Konflik lumrah terjadi
ketika bertemunya dua atau lebih suku bangsa pada suatu wilayah atau pemukiman
yang akan terjadi interaksi antar keduanya, baik itu interaksi secara fisik
ataupun menggunakan simbol dan lambang. Kondisi tersebut biasa terjadi karena
memiliki kepentingan berbeda-beda. Oleh karena itu, masing-masing kubu ingin
mengklaim daerahnya untuk memperkuat kedudukannya (Herman & Nurdiansa,
2014, h.155).
Perebutan
kekuasaan ini bisa terjadi pada komunitas manapun, baik komunitas yang kecil
maupun yang besar. Hal itu sering terjadi antara dua negara yang kemudian
menimbulkan konflik berkepanjangan antar keduanya. Konflik yang berlarut-larut
antara Israel dan Plaestina merupakan konflik terlama yang berlangsung di
wilayah Timur Tengah selain Perang Salib. Konflik antar keduanya telah
melibatkan banyak negara Arab dan Barat, serta menjadi agenda utama dalam
Sidang Majelis Umum Perserikatan Bangsa-Bangsa (PBB) (Herman & Nurdiansa,
2014, h.155).
Konflik antara
Israel dan Palestina yang terjadi di Yerussalem, yakni kota yang menjadi simbol
aspirasi terdalam dari kedua kubu. Tembok Ratapan adalah satu-satunya bagian
terpenting dan religious yang tersisa dari peninggalan Israel kuno bagi umat
Yahudi. Sedangkan bagi umat Islam tembok tersebut adalah tempat di mana peristiwa
Isra’ Mi’raj terjadi yakni sebuah perjalanan spiritual Nabi Muhammad
dari Mekkah ke Yerussalem, kemudian ke Sidratul Muntaha, serta terdapat sebuah
masjid yang bernama Masjid al-Aqsa, masjid tersuci ketiga bagi umat Islam
(Kuncahyono, 2011: 314).
Perpindahan
penduduk orang-orang Yahudi ke Palestina mengubah Zionisme menjadi ideologi dan
gerakan politik untuk mewujudkan “tanah air yang dijanjikan” di Palestina.
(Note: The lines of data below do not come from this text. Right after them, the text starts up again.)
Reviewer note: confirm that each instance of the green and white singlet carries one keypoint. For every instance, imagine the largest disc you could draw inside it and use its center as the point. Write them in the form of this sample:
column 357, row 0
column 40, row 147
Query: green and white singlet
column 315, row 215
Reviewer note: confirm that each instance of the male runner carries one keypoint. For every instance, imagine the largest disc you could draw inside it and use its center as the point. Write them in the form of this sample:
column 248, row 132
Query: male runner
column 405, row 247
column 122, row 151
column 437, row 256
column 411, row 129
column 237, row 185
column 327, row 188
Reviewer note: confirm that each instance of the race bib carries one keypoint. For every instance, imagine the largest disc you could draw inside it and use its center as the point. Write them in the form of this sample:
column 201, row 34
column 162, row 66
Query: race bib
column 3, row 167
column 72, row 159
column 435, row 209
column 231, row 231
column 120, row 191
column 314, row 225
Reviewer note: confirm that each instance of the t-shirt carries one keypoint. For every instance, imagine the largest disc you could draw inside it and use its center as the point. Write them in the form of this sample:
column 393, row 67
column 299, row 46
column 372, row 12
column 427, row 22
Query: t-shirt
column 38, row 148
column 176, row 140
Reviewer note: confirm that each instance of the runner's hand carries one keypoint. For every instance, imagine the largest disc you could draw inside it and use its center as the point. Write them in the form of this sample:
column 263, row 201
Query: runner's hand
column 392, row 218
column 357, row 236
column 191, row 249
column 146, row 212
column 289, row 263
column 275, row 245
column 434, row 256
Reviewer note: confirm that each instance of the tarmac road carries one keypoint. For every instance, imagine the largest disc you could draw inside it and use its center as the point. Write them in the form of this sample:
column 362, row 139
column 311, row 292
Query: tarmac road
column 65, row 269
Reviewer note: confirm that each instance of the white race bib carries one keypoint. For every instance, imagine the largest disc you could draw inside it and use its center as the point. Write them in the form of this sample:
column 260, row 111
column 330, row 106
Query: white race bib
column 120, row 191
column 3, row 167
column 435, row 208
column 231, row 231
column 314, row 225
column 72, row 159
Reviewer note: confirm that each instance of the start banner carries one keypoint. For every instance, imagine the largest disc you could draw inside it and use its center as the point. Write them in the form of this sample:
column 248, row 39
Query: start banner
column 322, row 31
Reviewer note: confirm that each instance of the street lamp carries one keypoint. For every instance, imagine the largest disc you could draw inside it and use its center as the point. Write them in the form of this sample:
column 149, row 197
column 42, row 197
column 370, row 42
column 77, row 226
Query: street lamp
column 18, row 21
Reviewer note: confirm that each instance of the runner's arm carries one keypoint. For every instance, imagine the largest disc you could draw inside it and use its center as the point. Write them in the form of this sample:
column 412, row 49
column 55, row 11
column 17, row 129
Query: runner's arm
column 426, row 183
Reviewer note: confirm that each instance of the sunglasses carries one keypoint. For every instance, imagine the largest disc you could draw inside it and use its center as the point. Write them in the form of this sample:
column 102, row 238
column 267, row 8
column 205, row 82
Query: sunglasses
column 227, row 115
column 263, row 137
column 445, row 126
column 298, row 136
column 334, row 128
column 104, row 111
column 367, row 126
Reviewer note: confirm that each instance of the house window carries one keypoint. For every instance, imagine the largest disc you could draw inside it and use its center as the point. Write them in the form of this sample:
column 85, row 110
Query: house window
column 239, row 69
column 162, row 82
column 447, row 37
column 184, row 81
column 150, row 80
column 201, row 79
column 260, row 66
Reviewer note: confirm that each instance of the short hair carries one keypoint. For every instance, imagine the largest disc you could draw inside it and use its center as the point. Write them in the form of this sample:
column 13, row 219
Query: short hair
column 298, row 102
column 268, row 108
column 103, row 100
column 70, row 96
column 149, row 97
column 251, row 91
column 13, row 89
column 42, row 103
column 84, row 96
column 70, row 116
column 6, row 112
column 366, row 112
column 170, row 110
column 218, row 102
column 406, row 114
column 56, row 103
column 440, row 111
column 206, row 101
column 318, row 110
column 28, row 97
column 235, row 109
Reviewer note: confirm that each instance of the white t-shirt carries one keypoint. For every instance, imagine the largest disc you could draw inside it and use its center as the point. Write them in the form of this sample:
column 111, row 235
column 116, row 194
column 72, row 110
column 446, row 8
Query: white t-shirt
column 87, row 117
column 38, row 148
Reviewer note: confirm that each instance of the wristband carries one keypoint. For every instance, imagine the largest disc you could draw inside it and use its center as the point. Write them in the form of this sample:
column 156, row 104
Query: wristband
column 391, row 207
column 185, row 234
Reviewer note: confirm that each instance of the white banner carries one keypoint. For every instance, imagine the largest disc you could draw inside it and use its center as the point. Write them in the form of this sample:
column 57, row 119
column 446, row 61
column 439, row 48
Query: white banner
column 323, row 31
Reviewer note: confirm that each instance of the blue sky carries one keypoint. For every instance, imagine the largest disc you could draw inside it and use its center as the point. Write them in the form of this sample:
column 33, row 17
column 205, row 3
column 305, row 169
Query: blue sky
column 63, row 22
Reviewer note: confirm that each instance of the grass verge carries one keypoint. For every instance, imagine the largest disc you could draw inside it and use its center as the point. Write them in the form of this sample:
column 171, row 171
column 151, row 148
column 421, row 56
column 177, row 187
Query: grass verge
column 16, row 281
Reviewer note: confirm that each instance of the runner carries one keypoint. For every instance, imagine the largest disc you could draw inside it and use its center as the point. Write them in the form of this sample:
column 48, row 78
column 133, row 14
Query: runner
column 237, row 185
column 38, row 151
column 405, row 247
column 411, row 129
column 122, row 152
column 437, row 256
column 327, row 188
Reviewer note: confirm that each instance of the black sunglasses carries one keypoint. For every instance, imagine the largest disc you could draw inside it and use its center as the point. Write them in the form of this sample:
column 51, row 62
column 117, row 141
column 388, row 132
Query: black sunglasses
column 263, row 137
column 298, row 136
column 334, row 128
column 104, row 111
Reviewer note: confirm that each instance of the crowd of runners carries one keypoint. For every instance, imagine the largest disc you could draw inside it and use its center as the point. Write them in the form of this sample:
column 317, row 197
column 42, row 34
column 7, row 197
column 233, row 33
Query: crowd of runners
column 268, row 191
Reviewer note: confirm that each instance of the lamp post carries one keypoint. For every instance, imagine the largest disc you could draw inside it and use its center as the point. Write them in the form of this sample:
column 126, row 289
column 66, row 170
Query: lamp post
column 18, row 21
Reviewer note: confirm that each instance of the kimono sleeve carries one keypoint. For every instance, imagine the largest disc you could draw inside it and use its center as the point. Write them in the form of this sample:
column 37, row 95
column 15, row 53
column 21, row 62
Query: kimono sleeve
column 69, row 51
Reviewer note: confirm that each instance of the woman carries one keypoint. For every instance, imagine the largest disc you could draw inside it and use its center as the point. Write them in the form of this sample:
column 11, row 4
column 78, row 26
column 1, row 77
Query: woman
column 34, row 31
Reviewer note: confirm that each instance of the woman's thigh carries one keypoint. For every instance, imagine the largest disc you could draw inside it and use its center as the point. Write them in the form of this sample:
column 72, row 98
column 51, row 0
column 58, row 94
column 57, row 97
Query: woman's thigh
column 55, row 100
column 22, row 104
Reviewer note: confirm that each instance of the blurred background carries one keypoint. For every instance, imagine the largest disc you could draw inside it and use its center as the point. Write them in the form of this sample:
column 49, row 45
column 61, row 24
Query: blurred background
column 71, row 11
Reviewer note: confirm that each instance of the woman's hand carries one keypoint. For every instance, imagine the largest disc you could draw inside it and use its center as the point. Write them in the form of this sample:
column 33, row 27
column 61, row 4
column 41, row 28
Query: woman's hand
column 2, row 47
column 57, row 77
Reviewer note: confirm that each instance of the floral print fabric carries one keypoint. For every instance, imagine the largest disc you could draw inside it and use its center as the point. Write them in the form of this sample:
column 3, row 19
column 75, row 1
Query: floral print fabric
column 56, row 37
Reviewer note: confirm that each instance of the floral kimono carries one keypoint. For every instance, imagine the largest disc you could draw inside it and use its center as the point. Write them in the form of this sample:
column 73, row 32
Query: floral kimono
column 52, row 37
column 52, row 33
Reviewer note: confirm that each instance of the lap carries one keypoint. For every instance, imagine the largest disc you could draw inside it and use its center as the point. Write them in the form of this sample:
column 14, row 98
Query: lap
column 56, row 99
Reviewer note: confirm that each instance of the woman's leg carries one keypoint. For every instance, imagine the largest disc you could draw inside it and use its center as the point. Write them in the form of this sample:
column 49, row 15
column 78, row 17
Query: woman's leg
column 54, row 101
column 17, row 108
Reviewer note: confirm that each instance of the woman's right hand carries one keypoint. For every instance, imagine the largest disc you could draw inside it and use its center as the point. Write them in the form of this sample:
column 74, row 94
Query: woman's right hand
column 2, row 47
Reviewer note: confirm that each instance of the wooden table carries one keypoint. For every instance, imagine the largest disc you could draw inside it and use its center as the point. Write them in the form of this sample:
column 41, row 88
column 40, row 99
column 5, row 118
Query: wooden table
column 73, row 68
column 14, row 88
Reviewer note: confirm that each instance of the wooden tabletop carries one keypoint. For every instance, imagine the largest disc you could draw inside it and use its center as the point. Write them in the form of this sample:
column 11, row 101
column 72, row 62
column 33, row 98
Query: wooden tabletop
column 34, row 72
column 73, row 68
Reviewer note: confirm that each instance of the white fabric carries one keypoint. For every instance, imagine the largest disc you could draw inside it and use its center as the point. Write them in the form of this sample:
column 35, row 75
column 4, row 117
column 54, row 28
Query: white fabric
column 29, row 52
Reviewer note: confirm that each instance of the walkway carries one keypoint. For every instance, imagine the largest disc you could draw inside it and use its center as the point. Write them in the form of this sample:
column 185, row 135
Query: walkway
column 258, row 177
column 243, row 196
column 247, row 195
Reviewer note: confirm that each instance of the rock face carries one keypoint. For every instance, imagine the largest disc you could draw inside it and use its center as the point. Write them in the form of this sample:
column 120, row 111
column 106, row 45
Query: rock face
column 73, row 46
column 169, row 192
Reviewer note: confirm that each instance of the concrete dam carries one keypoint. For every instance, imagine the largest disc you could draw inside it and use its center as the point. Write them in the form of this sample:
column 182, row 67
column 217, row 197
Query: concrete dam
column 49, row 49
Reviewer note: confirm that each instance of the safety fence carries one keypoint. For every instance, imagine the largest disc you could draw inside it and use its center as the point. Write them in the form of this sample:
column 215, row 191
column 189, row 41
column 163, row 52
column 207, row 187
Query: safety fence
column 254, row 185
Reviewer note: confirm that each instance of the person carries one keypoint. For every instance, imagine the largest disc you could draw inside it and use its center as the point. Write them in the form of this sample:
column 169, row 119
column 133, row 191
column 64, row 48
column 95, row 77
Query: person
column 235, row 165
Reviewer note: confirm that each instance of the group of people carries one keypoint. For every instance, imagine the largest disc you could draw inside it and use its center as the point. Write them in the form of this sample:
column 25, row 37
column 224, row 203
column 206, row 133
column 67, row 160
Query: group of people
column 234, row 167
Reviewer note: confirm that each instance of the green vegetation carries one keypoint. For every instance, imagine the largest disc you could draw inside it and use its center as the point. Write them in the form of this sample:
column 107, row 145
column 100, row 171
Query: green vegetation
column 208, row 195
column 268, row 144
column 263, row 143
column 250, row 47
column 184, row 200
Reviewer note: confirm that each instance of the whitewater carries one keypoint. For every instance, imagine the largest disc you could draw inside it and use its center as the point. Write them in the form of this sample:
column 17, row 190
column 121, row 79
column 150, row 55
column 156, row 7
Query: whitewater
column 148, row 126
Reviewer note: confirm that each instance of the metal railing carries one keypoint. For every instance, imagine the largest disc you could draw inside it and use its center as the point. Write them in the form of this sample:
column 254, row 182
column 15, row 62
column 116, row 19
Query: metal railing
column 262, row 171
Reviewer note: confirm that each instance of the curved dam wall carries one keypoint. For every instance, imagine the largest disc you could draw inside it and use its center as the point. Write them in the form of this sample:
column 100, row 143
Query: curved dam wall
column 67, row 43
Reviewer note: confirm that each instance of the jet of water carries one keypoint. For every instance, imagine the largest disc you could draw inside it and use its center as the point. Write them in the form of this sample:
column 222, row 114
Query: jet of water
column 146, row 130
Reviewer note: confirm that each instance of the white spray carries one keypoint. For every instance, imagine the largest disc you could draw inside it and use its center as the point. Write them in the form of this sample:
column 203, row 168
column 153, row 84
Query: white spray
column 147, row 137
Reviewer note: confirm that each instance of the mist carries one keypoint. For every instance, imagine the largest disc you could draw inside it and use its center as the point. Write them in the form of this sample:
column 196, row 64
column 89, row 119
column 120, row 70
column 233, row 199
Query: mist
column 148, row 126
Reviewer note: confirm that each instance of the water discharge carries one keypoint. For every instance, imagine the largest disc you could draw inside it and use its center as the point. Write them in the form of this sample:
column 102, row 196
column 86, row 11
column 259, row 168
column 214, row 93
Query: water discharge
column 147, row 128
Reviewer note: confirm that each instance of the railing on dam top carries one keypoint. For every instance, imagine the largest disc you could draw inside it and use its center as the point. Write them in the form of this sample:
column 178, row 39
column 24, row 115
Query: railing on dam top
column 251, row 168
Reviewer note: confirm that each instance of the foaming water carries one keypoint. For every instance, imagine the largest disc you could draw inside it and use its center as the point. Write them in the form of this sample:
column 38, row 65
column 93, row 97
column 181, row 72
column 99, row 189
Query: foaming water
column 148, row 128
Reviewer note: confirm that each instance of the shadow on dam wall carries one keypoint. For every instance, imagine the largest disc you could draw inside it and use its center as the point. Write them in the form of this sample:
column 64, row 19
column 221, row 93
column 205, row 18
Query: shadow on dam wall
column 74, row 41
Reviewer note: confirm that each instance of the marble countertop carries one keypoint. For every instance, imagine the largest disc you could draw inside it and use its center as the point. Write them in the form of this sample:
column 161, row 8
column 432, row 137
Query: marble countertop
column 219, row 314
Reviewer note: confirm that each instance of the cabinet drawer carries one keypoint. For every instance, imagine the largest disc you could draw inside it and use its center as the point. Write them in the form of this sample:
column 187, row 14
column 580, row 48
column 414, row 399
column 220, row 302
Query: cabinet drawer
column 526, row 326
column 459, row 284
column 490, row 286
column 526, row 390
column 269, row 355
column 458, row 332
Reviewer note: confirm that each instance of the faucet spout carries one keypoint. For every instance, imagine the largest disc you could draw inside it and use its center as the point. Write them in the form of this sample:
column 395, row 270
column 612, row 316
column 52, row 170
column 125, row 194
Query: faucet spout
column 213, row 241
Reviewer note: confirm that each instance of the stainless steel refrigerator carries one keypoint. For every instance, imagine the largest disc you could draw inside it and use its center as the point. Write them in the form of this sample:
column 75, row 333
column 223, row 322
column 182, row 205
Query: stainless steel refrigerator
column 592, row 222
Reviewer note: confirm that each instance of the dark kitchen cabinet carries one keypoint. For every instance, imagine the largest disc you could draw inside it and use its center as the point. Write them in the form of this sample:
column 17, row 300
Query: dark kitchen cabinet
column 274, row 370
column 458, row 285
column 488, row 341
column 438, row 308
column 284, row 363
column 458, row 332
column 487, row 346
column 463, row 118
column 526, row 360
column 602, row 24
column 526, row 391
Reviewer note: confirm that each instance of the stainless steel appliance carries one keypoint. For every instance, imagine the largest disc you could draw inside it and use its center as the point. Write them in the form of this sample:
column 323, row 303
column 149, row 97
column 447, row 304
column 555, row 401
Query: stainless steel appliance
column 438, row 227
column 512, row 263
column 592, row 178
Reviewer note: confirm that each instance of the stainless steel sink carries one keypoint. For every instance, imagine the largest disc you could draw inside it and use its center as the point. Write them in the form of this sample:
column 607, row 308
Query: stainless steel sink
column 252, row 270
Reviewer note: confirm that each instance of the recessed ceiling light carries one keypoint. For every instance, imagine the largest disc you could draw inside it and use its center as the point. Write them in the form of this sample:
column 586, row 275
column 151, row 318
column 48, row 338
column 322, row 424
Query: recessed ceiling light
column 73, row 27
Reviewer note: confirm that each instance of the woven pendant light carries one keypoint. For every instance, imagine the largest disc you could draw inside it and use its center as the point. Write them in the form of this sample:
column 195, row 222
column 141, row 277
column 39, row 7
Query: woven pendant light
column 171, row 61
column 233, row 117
Dengan orientasi tersebut, maka penciptaan meyoritas bangsa Yahudi di Palestina
telah menjadi program pergerakan Zionisme internasional yang kemudian diikuti
dengan merosotknya kekuasaan Dinasti Usmani sejak perempatan terakhir abad
ke-19 yang memberikan peluang besar untuk orang-orang Yahudi memasuki kawasan
Palestian dalam jumlah besar (Satrianingsih & Abidin, 2016: 180).
Konflik yang
terjadi antara Israel dan Palestina dapat dikategorikan sebagai konflik
kemanusiaan yang berkepanjangan. Perbincangan perdamaian yang seringkali
dilakasanakan, naasbya selalu berakhir pada keadaan yang tidak lebih baik dari
sebelumnya. Seperti kesepakatan gencatan senjata yang berlaku sementara. Namun
tidak lama setelah itu, aksi saling serang diantara keduanya kembali terjadi
(Wahyudhi, 2011, h. 27).
Berbagai konflik yang berlangsung sampai saat inilah yang menjadikan
peneliti untuk mengkaji dengan teori konflik perspektif Dahrendorf. Teori
konflik yang dipeloporinya menyatakan bahwa teori sosiologi harus dibagi dua,
yaitu teori konflik dan teori konsensus. Bahwa tidak ada konflik yang terjadi
jika tidak ada konsesnsus sebelumnya (Tualeka, 2017: 40).
Menurut Dahrendrof (Dalam Rasyid, 2015: 280) setiap kelompok orang
memiliki posisi yang berbeda-beda, seperti kelompok orang yang berada pada
posisi dominan mereka mengupayakan status quo yakni atasan. Sedangkan kelompok
orang yang berada diposisi bawah mereka mengupayakan perubahan. Seperti konflik
yang terjadi antara Israel dan Palestian yang mempunyai keinginan merebut
kekuasaan Palestina dari masyarakat dan pemerintahannya. Mereka saling
menyerang satu sama lain untuk mempertahankan hak dan keinginannya.